The latent walk is where it gets interesting. Interpolating between random points in W space produces smooth transitions between completely different cats. The fur color shifts gradually, the facial proportions morph, the ears and eyes adjust, and at no point does any frame show an obvious artifact or a discontinuous jump between two identities. The features are attached to the underlying content and not the pixel grid. When the latent code moves from one cat to another the textures actually follow. That is StyleGAN3 working as intended.

Latent walk interpolation between cat faces
Slerp interpolation in W space between random latent vectors. 512x512.

FID came out to 31.22, computed on 2000 generated samples against the real dataset using clean-fid. For context, this is on 2000 training images at 128x128. The number would be lower on a larger dataset but 31.22 on a dataset this small with a from scratch implementation is a result I am happy with.


Reflections

I want to talk about what this project actually looked like from my side. Not the clean code on GitHub. The real version.

If you look at my trash folder right now it is full of stylegan3.zip files. All of them have the same name because the workflow was, change something in the code, delete the old zip, create a new one, upload it to Kaggle, run it on TPU, watch it fail, repeat. Every time I changed something I deleted the previous version and made a fresh zip. The trash just kept accumulating.

Trash folder full of stylegan3.zip files
The real version control.

Before I wrote any code for this project I spent about two weeks reading through the GAN literature. The original GAN, DCGAN, Progressive GAN, StyleGAN1, StyleGAN2. I wanted to understand the full arc of what each paper introduced and what it was reacting to in the one before it. By the time I got to StyleGAN3 I already knew why the learned constant was a problem, why per-pixel noise leaks positional information, why AdaIN was replaced with weight demodulation. That context made the StyleGAN3 paper make sense on a level it would not have if I had just jumped straight in.
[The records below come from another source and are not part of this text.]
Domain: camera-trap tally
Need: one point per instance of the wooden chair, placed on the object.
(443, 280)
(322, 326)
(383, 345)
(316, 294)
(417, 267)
Even with that background I still read Alias-Free Generative Adversarial Networks three times. The first time I thought the filtered nonlinearity was just "add a blur after ReLU" and missed the continuous signal framework entirely. The second time I understood the Nyquist argument but could not connect it to actual code. The third time it clicked. The whole paper is one idea, treat every feature map as samples from a continuous signal and make sure nothing in the generator violates that.

The biggest thing I would do differently is the filter pipeline. I spent weeks training with delta filters, which is essentially no anti-aliasing at all, before I realized the entire core of StyleGAN3 was not active in my implementation. That whole period was wasted compute. If I had written a simple test at the start that prints filter shapes and compares them against the expected values from the paper equations I would have caught it on day one. I did not write that test because the model was training and producing faces so I assumed the filters were correct. GANs are dangerously forgiving like that. They will produce something that looks reasonable even when fundamental components are completely broken.

I also would have moved to a larger dataset sooner. 2000 images made sense for debugging but the discriminator collapse at step 1060 and most of the training instability I dealt with just would not exist on 15,000 images. I knew that and still kept running on 2000 because the iteration cycle was fast and I kept telling myself one more run.

The full codebase is at github.com/ojayballer/sg3x.

References

  1. Karras, T., Aittala, M., Laine, S., Harkonen, E., Hellsten, J., Lehtinen, J., & Aila, T. (2021). Alias-Free Generative Adversarial Networks. NeurIPS.
  2. Karras, T., Laine, S., Aittala, M., Hellsten, J., Lehtinen, J., & Aila, T. (2020). Training Generative Adversarial Networks with Limited Data. NeurIPS.
  3. Karras, T., Laine, S., Aittala, M., Hellsten, J., Lehtinen, J., & Aila, T. (2020). Analyzing and Improving the Image Quality of StyleGAN. CVPR.
  4. Karras, T., Laine, S., & Aila, T. (2019). A Style-Based Generator Architecture for Generative Adversarial Networks. CVPR.
  5. Goodfellow, I., et al. (2014). Generative Adversarial Nets. NeurIPS.